Probabilmente è stato commesso un grave errore di valutazione nella piegatura di quegli assorbenti. L'acido lisergico si misura in microgrammi che sono, ogni microgrammo, la milionesima parte di un grammo, e la dose medio-alta è costituita da circa duecentocinquanta microgrammi. Quindi mille microgrammi sono quattro trip forti, diecimila sono quaranta, centomila sono quattrocento e da un milione, equivalente a un grammo, se ne ricavano quattromila. È quindi facile far casino nel dosaggio, corrispondente al modo di piegatura delle strisce assorbenti.

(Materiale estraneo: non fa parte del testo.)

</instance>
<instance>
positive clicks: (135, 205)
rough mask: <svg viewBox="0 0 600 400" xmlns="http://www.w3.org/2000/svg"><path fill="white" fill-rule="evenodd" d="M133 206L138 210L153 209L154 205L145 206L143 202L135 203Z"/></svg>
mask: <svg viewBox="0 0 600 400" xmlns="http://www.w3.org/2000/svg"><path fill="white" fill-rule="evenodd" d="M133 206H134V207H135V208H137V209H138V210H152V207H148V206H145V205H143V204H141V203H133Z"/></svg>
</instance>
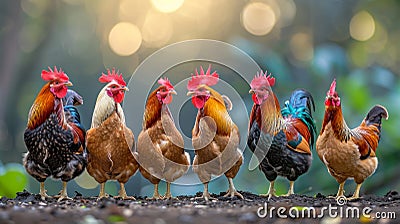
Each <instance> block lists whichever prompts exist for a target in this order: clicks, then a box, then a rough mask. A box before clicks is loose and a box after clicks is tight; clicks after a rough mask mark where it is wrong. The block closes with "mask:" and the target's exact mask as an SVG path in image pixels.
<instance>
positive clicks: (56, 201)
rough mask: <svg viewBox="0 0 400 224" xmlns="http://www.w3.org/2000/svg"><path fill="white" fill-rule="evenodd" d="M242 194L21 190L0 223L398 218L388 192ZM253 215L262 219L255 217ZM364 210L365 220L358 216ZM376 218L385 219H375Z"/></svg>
mask: <svg viewBox="0 0 400 224" xmlns="http://www.w3.org/2000/svg"><path fill="white" fill-rule="evenodd" d="M241 193H242V194H243V196H244V197H245V199H244V200H242V199H239V198H237V197H234V198H232V199H231V198H225V197H223V195H224V193H223V192H221V193H220V194H219V195H216V194H212V197H215V198H217V199H218V200H212V201H208V202H206V201H204V200H203V199H195V197H198V196H201V193H200V192H198V193H197V194H196V195H193V196H178V200H176V199H172V200H171V199H170V200H148V199H147V198H146V197H145V198H143V197H136V200H121V199H115V198H113V197H109V198H105V199H101V200H98V201H97V200H96V198H95V197H90V198H88V197H83V196H82V195H81V194H80V193H79V192H76V195H75V197H74V198H73V200H64V201H61V202H57V200H56V199H53V198H50V199H46V201H42V200H41V199H40V196H39V195H37V194H31V193H29V192H27V191H24V192H20V193H18V194H17V197H16V198H15V199H9V198H6V197H3V198H1V199H0V223H10V224H11V223H41V224H45V223H80V224H106V223H154V224H165V223H272V222H273V223H286V222H289V221H291V222H297V223H358V222H359V223H398V221H397V220H396V219H395V217H397V215H400V211H399V210H400V194H399V193H398V192H397V191H390V192H388V193H387V194H386V195H385V196H375V195H364V196H363V197H362V198H360V199H357V200H354V201H346V200H343V201H340V202H337V201H336V199H334V198H328V197H326V196H324V195H321V194H317V195H316V196H315V197H310V196H304V195H291V196H288V197H272V198H270V199H269V200H268V198H267V197H262V196H258V195H255V194H252V193H249V192H241ZM338 203H340V205H338ZM341 204H343V205H341ZM310 207H312V208H310ZM265 208H266V209H265ZM311 209H314V210H315V213H312V210H311ZM266 210H267V211H268V212H267V213H265V211H266ZM257 211H259V213H260V215H261V216H262V215H266V217H264V218H263V217H259V215H258V214H257ZM309 211H311V213H310V215H309V213H308V212H309ZM357 211H358V212H359V216H358V217H357ZM363 211H364V212H365V214H366V216H363ZM302 213H304V215H302ZM329 213H331V214H329ZM291 214H292V215H291ZM322 214H323V215H322ZM346 214H347V216H346ZM285 215H286V216H287V217H285ZM314 215H315V217H314ZM378 216H379V217H382V216H386V217H387V218H386V219H378ZM389 216H390V217H389ZM394 216H395V217H394Z"/></svg>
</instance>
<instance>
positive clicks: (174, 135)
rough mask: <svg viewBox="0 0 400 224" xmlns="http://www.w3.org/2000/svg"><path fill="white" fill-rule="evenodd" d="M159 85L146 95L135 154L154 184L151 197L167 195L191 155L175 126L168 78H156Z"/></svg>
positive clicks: (155, 198)
mask: <svg viewBox="0 0 400 224" xmlns="http://www.w3.org/2000/svg"><path fill="white" fill-rule="evenodd" d="M158 83H159V84H160V86H159V87H158V88H157V89H156V90H154V91H153V92H152V93H151V94H150V95H149V97H148V99H147V102H146V107H145V111H144V116H143V130H142V132H141V133H140V134H139V137H138V142H137V152H136V153H135V157H136V159H137V161H138V163H139V165H140V167H139V170H140V173H141V174H142V175H143V176H144V177H145V178H146V179H148V180H149V181H150V182H151V183H152V184H154V194H153V197H152V198H151V199H161V198H165V199H169V198H172V195H171V182H174V181H175V180H176V179H178V178H179V177H181V176H182V175H184V174H185V173H186V172H187V171H188V169H189V165H190V156H189V154H188V153H186V152H185V150H184V147H183V138H182V135H181V134H180V133H179V131H178V129H177V128H176V127H175V124H174V120H173V118H172V116H171V113H170V111H169V109H168V104H169V103H171V102H172V94H176V92H175V90H174V87H173V86H172V85H171V83H170V81H169V80H168V79H163V78H161V79H159V80H158ZM160 179H164V180H165V181H166V182H167V191H166V193H165V196H164V197H162V196H160V194H159V192H158V184H159V182H160Z"/></svg>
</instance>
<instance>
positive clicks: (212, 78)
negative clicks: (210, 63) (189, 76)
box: [187, 65, 219, 90]
mask: <svg viewBox="0 0 400 224" xmlns="http://www.w3.org/2000/svg"><path fill="white" fill-rule="evenodd" d="M218 81H219V75H218V73H217V72H216V71H214V72H213V73H211V65H209V66H208V69H207V71H206V72H205V73H204V69H203V67H201V66H200V74H199V72H198V71H197V69H196V70H195V75H193V74H192V79H191V80H189V82H188V85H187V88H188V90H194V89H196V88H197V86H199V85H201V84H205V85H207V86H213V85H215V84H217V83H218Z"/></svg>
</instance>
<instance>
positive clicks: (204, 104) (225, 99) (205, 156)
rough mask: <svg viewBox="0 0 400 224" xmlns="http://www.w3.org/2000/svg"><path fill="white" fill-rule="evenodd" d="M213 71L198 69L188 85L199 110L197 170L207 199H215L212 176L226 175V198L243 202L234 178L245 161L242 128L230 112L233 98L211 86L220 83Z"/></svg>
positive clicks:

L'immagine della spirale, con la sensazione della sua possibile importanza, mi accompagnò per molti anni ancora e quando scoprii, finalmente, il suo significato profondo capii, in conseguenza a quello, che quel terribile acido aveva rappresentato il segno di una predestinazione. La predestinazione al dover guardare con lo Spirito che è in me, e a non dover più utilizzare la mente per cercar di penetrare l'esistenza. Esistenza della quale intuisco l’essenza nell'immediatezza della conoscenza dei suoi principi universali. Principi che sono superiori al tempo e che si mostrano solo successivamente alla mente, ma nella loro immediata correlazione con l'Intelletto universale, Centro di ogni realtà. La comunicazione con questo Centro, per prima cosa, concede la conoscenza diretta delle Sue leggi ed è data dalla Sua volontà, che stabilisce l’adeguatezza delle misteriose qualificazioni individuali che aprono alla vista sottile. Per questo conoscere non ho più fatto altre esperienze di ricerca attraverso sostanze. Per questo sono consapevole che il dire della realtà non relativa può solo essere compreso da coloro che questa realtà già sperimentano consapevolmente. Io so per tutto questo, con certezza assoluta, che il vero comprendere non può essere insegnato né comunicato perché ognuno, per volontà del Cielo, deve aver salvaguardata la propria libertà di capire da sé chi è lui stesso e cos'è la vita.